Asked about the possibility of making acquisitions, Mellier said: "We are not excluding looking at things.

"We had an enormous opportunity with TMH and despite the crisis we went for it. If there are other opportunities we will look at them, of course if they are in line with our strategy and our financial hygiene. We won't do anything at any price."

He said Alstom Transport had no specific budget for a deal.

"If we want to do it... there will be money to do it."

Alstom announced in March that it was buying 25 percent of Russia's TransmashHolding (TMH), for a price that would depend on the company's performance between 2008 and 2011, and that the two would develop new rolling stock for the Russian market.

"We're finalising the deal but the sale is irrevocable. Only the price is not known."

He said Alstom was making a first payment of $75 million and the balance would be paid on the basis of the three years with a multiple that has been negotiated.

"We become the owners of shares on day one but the balance will be paid in 2012," Mellier said, adding the contract would be finalised in the autumn.

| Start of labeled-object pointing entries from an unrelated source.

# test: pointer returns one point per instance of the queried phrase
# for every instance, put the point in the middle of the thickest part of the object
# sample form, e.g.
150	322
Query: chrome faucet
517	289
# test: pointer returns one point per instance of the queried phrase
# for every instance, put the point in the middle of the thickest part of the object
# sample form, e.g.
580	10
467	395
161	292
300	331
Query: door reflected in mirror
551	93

At the start of 2008, Ernst & Young valued TMH at between $2.38 billion and $2.9 billion, which would have made a 25 percent stake worth between $600 million and $725 million.

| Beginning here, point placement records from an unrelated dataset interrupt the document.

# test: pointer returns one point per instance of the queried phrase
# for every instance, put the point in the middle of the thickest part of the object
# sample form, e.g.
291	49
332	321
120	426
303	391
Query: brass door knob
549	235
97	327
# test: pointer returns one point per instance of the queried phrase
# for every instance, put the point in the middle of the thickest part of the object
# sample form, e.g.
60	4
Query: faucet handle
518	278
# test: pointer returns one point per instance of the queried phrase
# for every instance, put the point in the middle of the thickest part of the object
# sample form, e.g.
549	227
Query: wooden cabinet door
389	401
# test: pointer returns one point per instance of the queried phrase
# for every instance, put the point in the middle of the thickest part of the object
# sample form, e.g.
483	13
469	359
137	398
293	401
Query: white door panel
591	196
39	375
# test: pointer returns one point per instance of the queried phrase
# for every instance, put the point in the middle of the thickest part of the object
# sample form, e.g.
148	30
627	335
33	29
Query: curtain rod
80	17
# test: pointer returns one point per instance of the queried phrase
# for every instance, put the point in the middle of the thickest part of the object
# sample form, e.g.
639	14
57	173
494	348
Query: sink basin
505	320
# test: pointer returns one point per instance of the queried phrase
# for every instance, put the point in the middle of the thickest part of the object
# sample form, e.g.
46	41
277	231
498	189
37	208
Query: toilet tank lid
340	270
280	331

Since then, the market for rail cars has been hit by the financial crisis, depressing the value of the company while emptying its order books, analysts have said.

Mellier also confirmed Alstom Transport and TMH would jointly develop an electric locomotive, that will be built near Rostov and adapted to the Russian market and Commonwealth of Independent Countries.

"We could one day sell the product as a low-cost locomotive in other countries but this is really a second step. For now the idea is to meet demand in a gigantic market," Mellier said, citing a need for 1,000 new trains each year in the region.


----------